Bans are temporary, but instated (and cleared) in a fully automatic fashion. And I'm going fully Bayesian soon once I iron out the rating mechanism, so it's bound to be even more carefree.
The Surprise
Nothing prepared me for the log results, however. After a week, I was expecting to find spammer scripts running at universities, hosting companies, etc. However, running a simple command line on a small sample yielded a different story:
$ cat /tmp/ips.txt |xargs -i host {} |grep pointer|cut -f 5 -d\ |rev|sort|rev port-212-202-224-66.reverse.qsc.de. www.yellex.de. ip88.ph.ee. inw2k2.hce.org. old.hce.org. indy.hce.org. cs78147207.pp.htv.fi. cm203-168-166-150.hkcable.com.hk. host-200-105-136-20.acelerate.com. eu247.st48-net74.ip.superonlinecorporate.com. c-24-98-65-213.atl.client2.attbi.com. www4.rkymtnhi.com. user.rkymtnhi.com. 12-218-251-75.client.mchsi.com. ns.nosui.com. brm-sams-ext2.sun.com. mstvnldc1.mstvnl.chello.com. sv.d-jacket.com. 84.69-93-237.reverse.theplanet.com. 200-204-127-236.speedyterra.com.br. 200-168-24-208.speedyterra.com.br. 167130.telemar.net.br. chello213047228107.tirol.surfer.at. ip-cust-sv28085.telefonica-ca.net. YahooBB219011200161.bbtec.net. h-68-166-110-242.mclnva23.covad.net. berthelemy-2-81-56-96-121.fbx.proxad.net. priproxy.yisd.net. tpp.dc.ukrtel.net. adsl-65-71-88-51.dsl.rcsntx.swbell.net. 206-169-78-194.gen.twtelecom.net. ip03.asccl.adsl.gxn.net. wnpgmb06dc1-0-171.static.mts.net. 211-20-131-90.HINET-IP.hinet.net. 61-222-11-35.HINET-IP.hinet.net. h-213.61.7.249.host.de.colt.net. esx124dhcp799.essex01.md.comcast.net. pcp02245282pcs.bechgr01.in.comcast.net. c-67-165-143-103.client.comcast.net. ip68-0-244-149.ri.ri.cox.net. host202-20.pool62110.interbusiness.it. host100-160.pool195103.interbusiness.it. www.sfa.uconn.edu. OTOTO.ETC.cmu.edu. NCC1-FX-lonet.ILNET.ru. 117_PC6.ntcb.edu.tw. dsl-201-129-37-62.prod-infinitum.com.mx. dsl-201-129-128-34.prod-infinitum.com.mx.
Invasion Of The PC Snatchers
After cross-checking the IP addresses with the logged User-Agent, I found that, if the User-Agent info is real, most of these addresses are perfectly ordinary Windows PCs (or proxies/gateways for PCs).
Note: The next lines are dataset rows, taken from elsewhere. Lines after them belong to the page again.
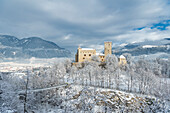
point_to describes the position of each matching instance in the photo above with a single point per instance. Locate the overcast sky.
(88, 23)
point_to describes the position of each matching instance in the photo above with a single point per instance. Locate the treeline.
(137, 76)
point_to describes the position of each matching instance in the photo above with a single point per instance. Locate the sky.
(88, 23)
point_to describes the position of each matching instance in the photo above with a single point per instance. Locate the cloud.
(86, 22)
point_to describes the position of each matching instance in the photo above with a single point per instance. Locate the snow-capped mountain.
(12, 47)
(144, 48)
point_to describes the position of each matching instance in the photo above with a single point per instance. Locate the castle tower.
(107, 48)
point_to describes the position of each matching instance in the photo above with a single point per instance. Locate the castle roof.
(121, 56)
(100, 54)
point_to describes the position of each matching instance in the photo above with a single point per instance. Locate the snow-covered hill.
(12, 47)
(144, 48)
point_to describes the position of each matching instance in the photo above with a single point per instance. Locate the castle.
(85, 54)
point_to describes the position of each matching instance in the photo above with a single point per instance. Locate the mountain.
(144, 48)
(12, 47)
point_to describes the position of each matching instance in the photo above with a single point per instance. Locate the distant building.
(122, 60)
(85, 54)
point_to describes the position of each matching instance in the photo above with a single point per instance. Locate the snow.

But let me rephrase that -
all of the User-Agent strings were variations of Microsoft Internet Explorer.
All of them. Of course, if these are spamming scripts, a fake User-Agent is the best way to dodge .htaccess filtering like what I use, but the hostnames above tell a very different story. It's highly unlikely that all of those hosts are running HTTP spamming scripts voluntarily.
My guess is that trojans don't just generate "regular" spam, and that someone has coded a minimal HTTP spam trojan that uses the existing HTTP libraries on Windows.
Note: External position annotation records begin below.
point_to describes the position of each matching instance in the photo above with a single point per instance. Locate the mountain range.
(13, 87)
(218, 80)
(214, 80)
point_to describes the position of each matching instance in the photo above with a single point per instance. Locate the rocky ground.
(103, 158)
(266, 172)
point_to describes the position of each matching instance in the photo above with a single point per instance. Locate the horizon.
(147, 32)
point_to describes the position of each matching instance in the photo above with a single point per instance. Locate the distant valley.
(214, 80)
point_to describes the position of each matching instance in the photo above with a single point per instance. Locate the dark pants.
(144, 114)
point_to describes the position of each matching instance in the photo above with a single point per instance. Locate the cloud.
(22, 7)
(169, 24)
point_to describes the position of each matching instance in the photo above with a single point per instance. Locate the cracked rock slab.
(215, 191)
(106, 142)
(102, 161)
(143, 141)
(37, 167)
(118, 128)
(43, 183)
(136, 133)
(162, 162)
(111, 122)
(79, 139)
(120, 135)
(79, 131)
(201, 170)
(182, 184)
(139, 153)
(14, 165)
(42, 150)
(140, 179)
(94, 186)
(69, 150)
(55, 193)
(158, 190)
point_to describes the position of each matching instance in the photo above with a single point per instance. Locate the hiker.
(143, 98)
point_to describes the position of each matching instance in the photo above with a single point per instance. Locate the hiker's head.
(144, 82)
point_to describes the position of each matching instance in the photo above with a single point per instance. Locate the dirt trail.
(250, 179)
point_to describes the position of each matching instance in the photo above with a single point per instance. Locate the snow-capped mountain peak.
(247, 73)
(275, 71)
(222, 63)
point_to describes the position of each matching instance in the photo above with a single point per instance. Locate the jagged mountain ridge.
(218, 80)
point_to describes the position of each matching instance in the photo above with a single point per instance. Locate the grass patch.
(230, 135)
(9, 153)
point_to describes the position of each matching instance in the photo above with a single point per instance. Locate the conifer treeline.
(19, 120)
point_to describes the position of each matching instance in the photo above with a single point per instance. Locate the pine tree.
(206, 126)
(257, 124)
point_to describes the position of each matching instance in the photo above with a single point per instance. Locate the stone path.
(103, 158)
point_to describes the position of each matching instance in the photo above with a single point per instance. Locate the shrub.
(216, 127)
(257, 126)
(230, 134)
(If I recall my MFC coding days correctly, the Windows HTTP libraries (at least the ones I used) issue requests that are indistinguishable from IE's and follow redirects automatically - a behaviour I also noticed from reading the raw logs.)
Or that there is some sort of malware doing the rounds that picks IP addresses (apparently at random) and issues HTTP requests with a pre-defined list of bogus referrers (so far, each IP address blocked has issued requests with at least 4 different bogus referrers, but the number might just be a fluke).
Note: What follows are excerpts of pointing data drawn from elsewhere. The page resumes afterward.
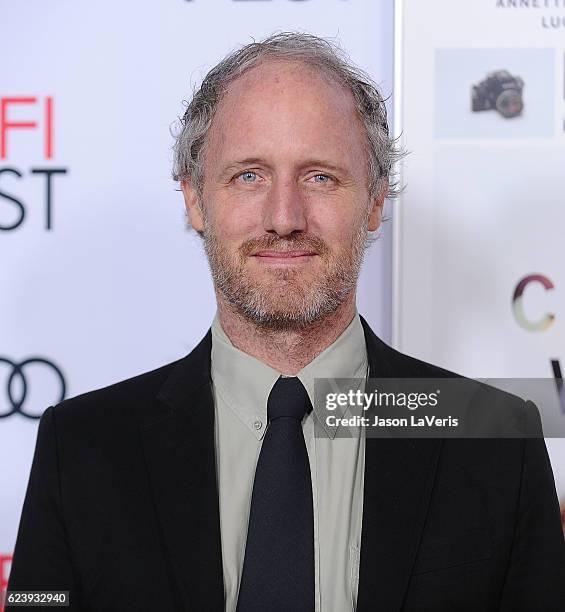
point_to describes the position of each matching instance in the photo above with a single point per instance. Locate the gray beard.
(258, 303)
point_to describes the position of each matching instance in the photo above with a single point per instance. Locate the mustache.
(284, 244)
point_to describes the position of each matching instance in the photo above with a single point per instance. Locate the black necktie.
(278, 569)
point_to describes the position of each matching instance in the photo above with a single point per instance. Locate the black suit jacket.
(122, 506)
So there's a lot more happening on the Net that we're not (usually) aware of.
I'm glad these are apparently all Windows machines.
And then people wonder why corporate IT staff is getting more and more draconian every passing year.
Nah. Now that I think about it, it's just sad. Fortunately the press is catching up.
Update: More background info on previous tactics -
- textism: Refer Spamming
- BotWhack - a first attempt at filtering, relying on vanilla User-Agent strings.
- Porn Sites Hiding Behind Blogs
- Weblog spam - the cardinal Mark Pilgrim post.